12 WEDNESDAY "I do not give my hide to be tanned, nor my bones to be pulverized to manure the land: This would be premature," writes Edward Post Page in his 1825 will. "But, I give and bequeath my body after death...for dissection: reserving the privilege of placing my head at the disposal of Doctor Mott, of Park Place." Page's will is one of the items outlining medicine's history in the exhibit From Healing Hands: Selected Historic Documents, which also includes letters written by Florence Nightingale and Clara Barton. The exhibit is on view today from 10 to 4 and runs through April 27 at the International Museum of Surgical Sciences, 1524 N. Lake Shore Drive. Admission is $2. Call 312-642-6502.

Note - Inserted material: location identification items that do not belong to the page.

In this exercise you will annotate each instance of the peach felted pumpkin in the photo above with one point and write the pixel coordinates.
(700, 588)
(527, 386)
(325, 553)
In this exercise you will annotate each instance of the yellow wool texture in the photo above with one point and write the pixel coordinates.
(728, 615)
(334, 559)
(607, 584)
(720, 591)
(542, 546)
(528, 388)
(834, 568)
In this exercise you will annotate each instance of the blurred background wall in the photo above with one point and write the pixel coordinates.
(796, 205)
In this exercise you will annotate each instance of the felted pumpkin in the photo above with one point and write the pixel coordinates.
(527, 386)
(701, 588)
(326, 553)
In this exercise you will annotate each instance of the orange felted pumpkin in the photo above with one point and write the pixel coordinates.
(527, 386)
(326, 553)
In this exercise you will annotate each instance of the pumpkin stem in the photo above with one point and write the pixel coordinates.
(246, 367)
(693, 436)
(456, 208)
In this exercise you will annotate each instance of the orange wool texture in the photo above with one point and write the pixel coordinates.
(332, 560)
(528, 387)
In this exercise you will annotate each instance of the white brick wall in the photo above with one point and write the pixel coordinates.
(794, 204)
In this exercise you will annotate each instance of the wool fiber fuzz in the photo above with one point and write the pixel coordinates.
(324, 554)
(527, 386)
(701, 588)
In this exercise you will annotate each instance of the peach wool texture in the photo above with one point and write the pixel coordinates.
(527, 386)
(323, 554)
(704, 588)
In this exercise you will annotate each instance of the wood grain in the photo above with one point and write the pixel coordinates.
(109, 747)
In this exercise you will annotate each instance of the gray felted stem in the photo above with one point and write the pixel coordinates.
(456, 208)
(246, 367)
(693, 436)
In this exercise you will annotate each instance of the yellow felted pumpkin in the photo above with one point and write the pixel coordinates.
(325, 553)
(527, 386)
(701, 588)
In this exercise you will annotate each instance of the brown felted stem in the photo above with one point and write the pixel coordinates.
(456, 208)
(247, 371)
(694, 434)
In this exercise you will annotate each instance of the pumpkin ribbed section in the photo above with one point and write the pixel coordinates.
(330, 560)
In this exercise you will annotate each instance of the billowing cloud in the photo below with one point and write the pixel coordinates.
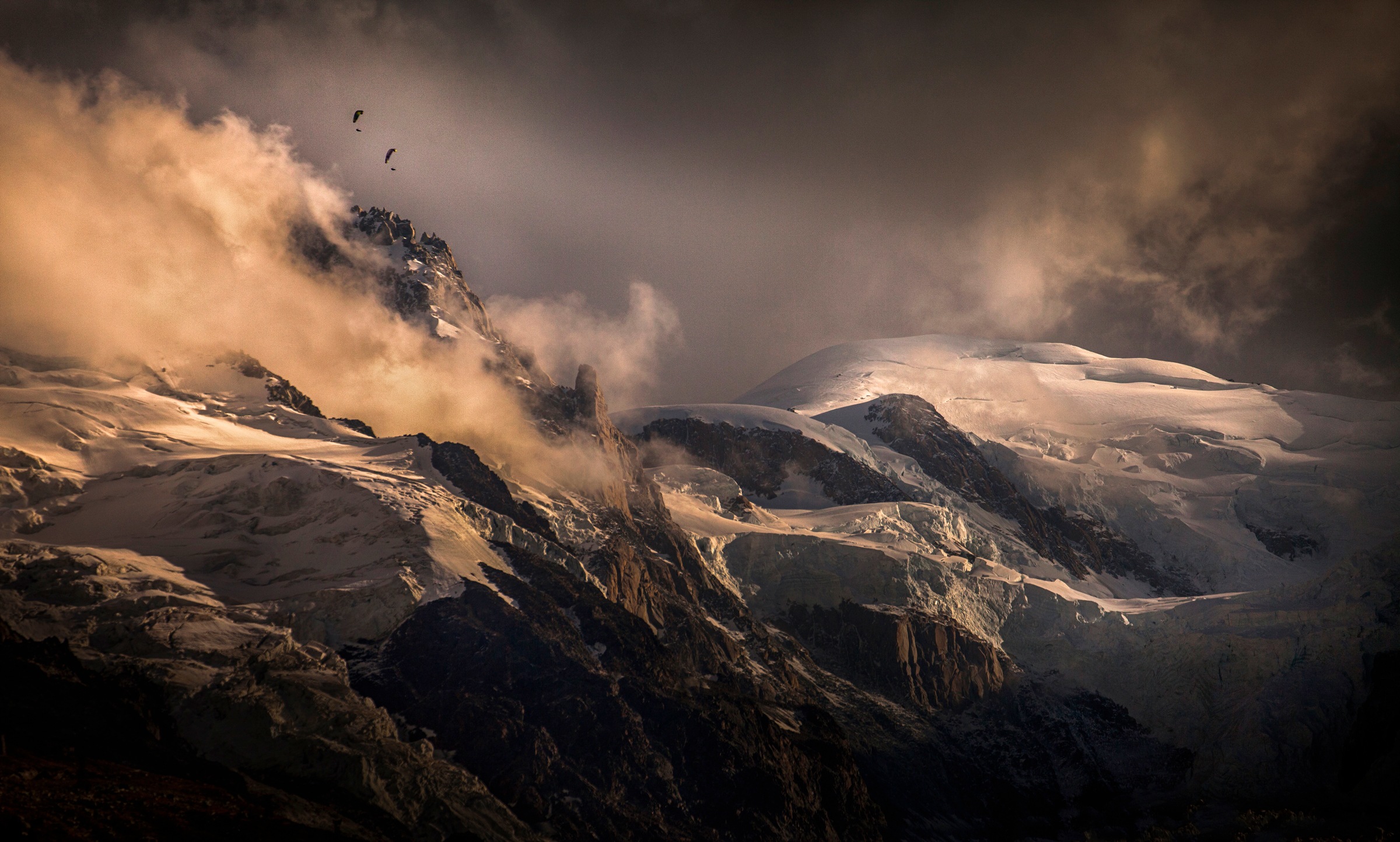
(565, 332)
(138, 237)
(1182, 180)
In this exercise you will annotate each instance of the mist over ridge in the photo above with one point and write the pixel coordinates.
(1209, 185)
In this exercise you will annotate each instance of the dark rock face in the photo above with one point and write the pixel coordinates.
(92, 757)
(912, 426)
(926, 662)
(358, 426)
(1030, 762)
(761, 459)
(279, 391)
(478, 483)
(1284, 545)
(592, 727)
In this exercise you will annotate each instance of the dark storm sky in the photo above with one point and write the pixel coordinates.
(1212, 184)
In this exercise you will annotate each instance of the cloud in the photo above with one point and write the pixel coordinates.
(565, 332)
(1177, 180)
(135, 236)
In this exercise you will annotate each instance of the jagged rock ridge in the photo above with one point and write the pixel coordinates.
(761, 461)
(912, 426)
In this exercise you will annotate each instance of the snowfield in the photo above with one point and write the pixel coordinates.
(253, 500)
(1198, 471)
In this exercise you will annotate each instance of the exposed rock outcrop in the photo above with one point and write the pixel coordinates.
(466, 471)
(279, 390)
(911, 426)
(928, 662)
(225, 686)
(590, 725)
(761, 461)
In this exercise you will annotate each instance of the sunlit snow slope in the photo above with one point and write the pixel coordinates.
(1241, 485)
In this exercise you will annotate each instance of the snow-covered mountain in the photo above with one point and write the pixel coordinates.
(1240, 485)
(919, 590)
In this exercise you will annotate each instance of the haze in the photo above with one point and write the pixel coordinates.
(695, 195)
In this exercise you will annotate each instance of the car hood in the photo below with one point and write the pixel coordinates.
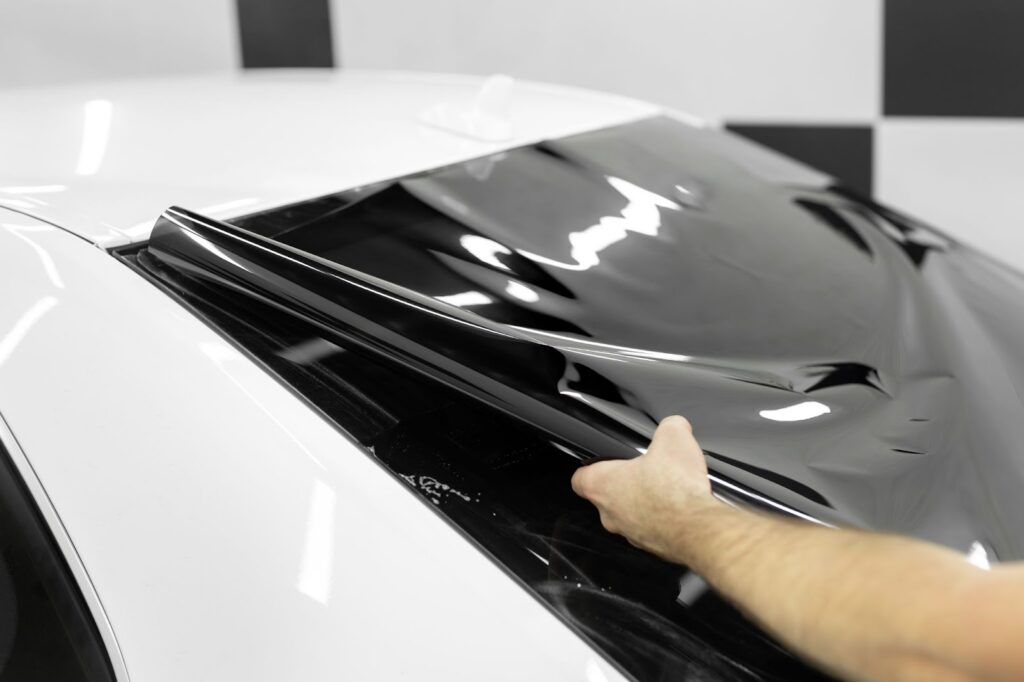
(103, 159)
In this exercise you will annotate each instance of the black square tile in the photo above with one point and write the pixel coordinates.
(845, 152)
(285, 33)
(953, 57)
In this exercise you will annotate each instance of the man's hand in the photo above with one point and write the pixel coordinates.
(863, 605)
(650, 499)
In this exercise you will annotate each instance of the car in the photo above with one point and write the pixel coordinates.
(295, 369)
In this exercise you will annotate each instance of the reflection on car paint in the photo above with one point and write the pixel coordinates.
(837, 358)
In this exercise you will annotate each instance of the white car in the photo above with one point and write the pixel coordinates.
(318, 422)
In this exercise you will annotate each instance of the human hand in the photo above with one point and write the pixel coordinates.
(651, 500)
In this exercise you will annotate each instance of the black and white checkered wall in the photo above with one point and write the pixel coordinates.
(920, 102)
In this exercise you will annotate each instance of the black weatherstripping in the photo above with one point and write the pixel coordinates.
(46, 630)
(555, 300)
(505, 485)
(468, 352)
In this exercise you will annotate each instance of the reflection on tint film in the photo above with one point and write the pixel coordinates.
(834, 356)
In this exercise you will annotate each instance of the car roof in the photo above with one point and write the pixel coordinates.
(102, 160)
(229, 530)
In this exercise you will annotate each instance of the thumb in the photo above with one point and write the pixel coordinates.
(673, 434)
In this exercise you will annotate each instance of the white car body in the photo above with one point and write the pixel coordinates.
(219, 527)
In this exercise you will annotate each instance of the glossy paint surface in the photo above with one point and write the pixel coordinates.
(838, 359)
(834, 356)
(229, 531)
(505, 485)
(103, 159)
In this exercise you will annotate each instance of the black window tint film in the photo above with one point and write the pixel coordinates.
(46, 631)
(506, 487)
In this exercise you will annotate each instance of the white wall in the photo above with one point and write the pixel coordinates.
(57, 41)
(763, 61)
(744, 59)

13 THURSDAY Butoh, the poetic Japanese dance form characterized by dancers with faces painted stark white who communicate through slight movements, will be the highlight at Shinpi No Bi--Mysterious Beauty: A Festival of Japanese Contemporary Dance. The six-week event kicks off tonight at 8 with a performance by Buto-Sha Tenkei ("heavenly birds in the sky") at the Dance Center of Columbia College, 4730 N. Sheridan. Tickets are $14 to $16. Call 773-989-3310.